My parents, however, were English, and I soon became a pint-sized Anglophile. It all seemed so exotic. The Beatles were from there. Monty Python was from there. It was somewhere other than HERE. I couldn't understand a word my northern grandparents said when they called, but that was cool in its own way too. When I was six, I came back from visiting England and was promptly beaten up for six months for my new, obsessive pronunciation of tomato.

As I got older, of course, and music became my guiding passion - my Anglophilia introduced me to Elvis Costello, Squeeze, Ian Dury, Billy Bragg, Ray Davies, Richard Thompson - all incredibly powerful influences on me. But I was also surrounded by the big Canadian bands of my adolescence - The Tragically Hip, Tom Cochrane and Red Rider, Barenaked Ladies, Crash Test Dummies and an array of other artists who were daily radio staples for me, but either unheard of or one-hit-wonders elsewhere.
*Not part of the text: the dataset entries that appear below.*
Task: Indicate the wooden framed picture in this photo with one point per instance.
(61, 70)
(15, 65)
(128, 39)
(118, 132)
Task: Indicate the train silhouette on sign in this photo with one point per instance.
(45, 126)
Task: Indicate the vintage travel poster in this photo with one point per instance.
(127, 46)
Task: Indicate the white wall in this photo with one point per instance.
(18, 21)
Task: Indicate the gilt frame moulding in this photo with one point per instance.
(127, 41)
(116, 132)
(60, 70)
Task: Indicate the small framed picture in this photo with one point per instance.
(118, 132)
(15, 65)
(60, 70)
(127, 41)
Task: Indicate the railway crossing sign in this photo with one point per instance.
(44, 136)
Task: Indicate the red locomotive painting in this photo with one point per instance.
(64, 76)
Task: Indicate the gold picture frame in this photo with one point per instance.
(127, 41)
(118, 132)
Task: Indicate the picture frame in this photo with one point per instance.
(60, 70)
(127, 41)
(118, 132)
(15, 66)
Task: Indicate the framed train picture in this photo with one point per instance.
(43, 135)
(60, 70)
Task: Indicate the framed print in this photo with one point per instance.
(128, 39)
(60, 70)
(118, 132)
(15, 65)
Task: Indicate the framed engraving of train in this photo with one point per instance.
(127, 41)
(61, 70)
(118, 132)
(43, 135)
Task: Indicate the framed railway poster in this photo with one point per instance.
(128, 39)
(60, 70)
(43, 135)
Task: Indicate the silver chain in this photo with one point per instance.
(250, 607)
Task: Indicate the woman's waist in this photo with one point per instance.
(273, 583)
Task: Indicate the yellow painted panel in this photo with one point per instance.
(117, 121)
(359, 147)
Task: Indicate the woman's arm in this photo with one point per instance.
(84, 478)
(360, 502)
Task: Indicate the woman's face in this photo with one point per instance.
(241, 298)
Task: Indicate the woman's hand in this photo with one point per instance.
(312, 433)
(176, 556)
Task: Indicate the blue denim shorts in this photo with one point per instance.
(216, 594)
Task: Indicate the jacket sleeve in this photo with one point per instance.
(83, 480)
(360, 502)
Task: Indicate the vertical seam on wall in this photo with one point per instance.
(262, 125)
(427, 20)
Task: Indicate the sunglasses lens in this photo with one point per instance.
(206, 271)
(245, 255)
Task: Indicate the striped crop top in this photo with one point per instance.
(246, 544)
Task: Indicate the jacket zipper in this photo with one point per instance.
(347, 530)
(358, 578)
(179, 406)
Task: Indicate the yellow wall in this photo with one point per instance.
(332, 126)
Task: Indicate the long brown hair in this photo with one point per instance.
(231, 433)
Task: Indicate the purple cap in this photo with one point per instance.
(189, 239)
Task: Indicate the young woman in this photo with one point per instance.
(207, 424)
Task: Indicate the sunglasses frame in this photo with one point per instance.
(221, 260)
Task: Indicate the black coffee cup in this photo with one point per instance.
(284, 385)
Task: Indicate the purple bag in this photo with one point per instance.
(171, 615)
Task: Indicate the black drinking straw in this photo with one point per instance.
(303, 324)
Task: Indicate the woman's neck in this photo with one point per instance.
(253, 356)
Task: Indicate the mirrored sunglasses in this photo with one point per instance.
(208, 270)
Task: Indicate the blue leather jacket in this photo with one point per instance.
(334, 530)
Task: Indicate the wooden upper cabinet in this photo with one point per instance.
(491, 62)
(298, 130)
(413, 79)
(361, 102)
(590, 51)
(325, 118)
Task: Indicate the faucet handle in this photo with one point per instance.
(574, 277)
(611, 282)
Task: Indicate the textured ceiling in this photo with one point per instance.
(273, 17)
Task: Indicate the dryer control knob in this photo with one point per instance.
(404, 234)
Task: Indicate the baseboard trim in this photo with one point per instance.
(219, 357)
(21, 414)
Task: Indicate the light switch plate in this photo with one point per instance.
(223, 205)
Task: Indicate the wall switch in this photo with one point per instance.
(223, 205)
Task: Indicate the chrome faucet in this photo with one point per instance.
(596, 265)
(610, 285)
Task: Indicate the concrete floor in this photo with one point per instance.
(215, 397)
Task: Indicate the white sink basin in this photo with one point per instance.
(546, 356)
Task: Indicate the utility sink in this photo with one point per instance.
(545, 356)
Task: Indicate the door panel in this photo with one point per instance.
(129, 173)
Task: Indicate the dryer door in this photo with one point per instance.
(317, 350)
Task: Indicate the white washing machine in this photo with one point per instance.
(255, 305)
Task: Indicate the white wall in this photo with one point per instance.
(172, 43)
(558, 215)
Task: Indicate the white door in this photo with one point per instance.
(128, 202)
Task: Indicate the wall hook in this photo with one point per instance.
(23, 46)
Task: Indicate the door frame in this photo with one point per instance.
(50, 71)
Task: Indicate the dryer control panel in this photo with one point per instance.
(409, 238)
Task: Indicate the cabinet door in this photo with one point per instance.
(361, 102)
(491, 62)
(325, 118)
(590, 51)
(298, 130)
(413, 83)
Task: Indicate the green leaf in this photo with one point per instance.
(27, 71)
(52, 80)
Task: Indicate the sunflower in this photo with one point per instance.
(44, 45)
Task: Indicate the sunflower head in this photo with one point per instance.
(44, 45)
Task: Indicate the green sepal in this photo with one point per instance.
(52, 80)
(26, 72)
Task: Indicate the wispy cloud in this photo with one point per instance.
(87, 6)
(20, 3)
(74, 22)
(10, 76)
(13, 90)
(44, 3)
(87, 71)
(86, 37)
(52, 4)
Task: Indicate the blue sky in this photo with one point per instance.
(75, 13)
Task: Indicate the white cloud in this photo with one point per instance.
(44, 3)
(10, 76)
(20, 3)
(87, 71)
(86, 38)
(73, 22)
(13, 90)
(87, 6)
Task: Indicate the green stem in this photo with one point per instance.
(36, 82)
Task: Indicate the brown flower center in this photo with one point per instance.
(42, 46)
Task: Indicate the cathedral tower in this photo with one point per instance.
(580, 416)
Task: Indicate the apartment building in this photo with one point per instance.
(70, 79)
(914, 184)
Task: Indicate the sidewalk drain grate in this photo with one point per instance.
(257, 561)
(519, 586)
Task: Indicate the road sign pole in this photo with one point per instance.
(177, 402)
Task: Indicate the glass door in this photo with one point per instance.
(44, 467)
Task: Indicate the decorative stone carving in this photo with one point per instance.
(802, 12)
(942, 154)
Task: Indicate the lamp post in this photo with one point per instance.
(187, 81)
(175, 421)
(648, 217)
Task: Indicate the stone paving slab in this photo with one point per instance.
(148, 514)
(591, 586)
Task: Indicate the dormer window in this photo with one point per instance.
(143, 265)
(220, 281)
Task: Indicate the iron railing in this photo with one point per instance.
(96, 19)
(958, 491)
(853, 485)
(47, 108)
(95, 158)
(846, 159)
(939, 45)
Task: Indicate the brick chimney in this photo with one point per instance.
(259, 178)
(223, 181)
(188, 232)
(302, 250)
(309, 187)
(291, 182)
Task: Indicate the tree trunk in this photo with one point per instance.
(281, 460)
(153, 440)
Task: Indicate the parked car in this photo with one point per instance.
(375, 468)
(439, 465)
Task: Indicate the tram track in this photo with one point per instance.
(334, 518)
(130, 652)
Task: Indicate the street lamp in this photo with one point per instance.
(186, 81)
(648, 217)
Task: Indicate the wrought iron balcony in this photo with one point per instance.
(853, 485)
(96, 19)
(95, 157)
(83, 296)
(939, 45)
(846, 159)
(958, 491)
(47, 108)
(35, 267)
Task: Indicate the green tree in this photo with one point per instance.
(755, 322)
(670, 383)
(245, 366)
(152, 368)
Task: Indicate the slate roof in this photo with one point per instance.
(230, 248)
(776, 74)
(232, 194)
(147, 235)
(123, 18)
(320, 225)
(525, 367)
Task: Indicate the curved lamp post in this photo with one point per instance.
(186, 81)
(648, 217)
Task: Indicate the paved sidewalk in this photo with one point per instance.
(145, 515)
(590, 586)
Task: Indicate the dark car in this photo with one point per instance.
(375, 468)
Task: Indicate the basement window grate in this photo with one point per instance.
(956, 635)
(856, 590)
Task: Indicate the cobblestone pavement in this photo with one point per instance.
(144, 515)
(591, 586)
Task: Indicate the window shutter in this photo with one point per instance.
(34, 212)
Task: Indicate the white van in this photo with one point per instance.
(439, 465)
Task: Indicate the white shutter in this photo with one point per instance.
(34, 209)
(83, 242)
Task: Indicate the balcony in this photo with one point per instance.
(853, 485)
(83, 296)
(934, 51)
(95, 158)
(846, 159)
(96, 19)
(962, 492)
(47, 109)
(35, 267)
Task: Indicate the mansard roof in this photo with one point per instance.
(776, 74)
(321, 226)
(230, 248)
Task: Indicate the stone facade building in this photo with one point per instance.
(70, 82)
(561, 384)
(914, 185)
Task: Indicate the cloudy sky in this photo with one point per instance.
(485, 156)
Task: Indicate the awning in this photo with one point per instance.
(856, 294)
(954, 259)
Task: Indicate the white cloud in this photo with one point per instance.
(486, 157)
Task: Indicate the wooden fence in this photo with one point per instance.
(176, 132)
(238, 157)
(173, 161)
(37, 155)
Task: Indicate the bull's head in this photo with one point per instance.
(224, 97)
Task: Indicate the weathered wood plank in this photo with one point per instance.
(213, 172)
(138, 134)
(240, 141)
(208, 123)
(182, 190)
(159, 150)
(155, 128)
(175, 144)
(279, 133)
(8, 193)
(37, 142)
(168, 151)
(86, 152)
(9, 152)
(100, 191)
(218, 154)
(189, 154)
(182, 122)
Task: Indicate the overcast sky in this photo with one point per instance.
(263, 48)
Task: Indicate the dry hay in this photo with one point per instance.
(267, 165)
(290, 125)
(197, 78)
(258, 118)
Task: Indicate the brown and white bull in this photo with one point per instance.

Still, even when I moved to England at the age of 19, I thought of myself as somehow English. I wanted to be an English songwriter, part of a long tradition I'd worked out in my head. I worked then, and work now, with English (and Scottish. Really must learn to edit what I write, cause I'm never going to live that one down now. Sorry John. Mea maxima culpa.) musicians.

When our first album was released in 2004, however, one reviewer very kindly took the time to berate me, at length, for carrying on the horrific tradition of adopting a North American accent whilst singing.

Suddenly, I felt very proudly Canadian, and also began my life-long irritation with journalists who don't do research.

The capper occurred a couple of years ago, when I found myself riding a bus to a dead-end pay-the-bills job I hated, my children living elsewhere, my relationships in tatters.

A song came on the iPod. A Bruce Springsteen song. And I found myself in floods of cathartic tears. It wasn't my precious EC, it wasn't wit, wordplay and mentions of girls from Clapham. It was The Boss. I felt every inch the aspirational North America male, driving down a dusty highway in a car that Noah might think over-roomy, and dreaming of a better life.

I listen to a lot of Canadian and American artists again now, and I even wrote a song about Saskatchewan. I think it's helped me find my own voice, remembering from whence I came. I hope so, aynway. I do not, however, and have never said the word, "aboot".

What's your take on the national divide in songwriting styles? In playing style? In musical taste? Is there one?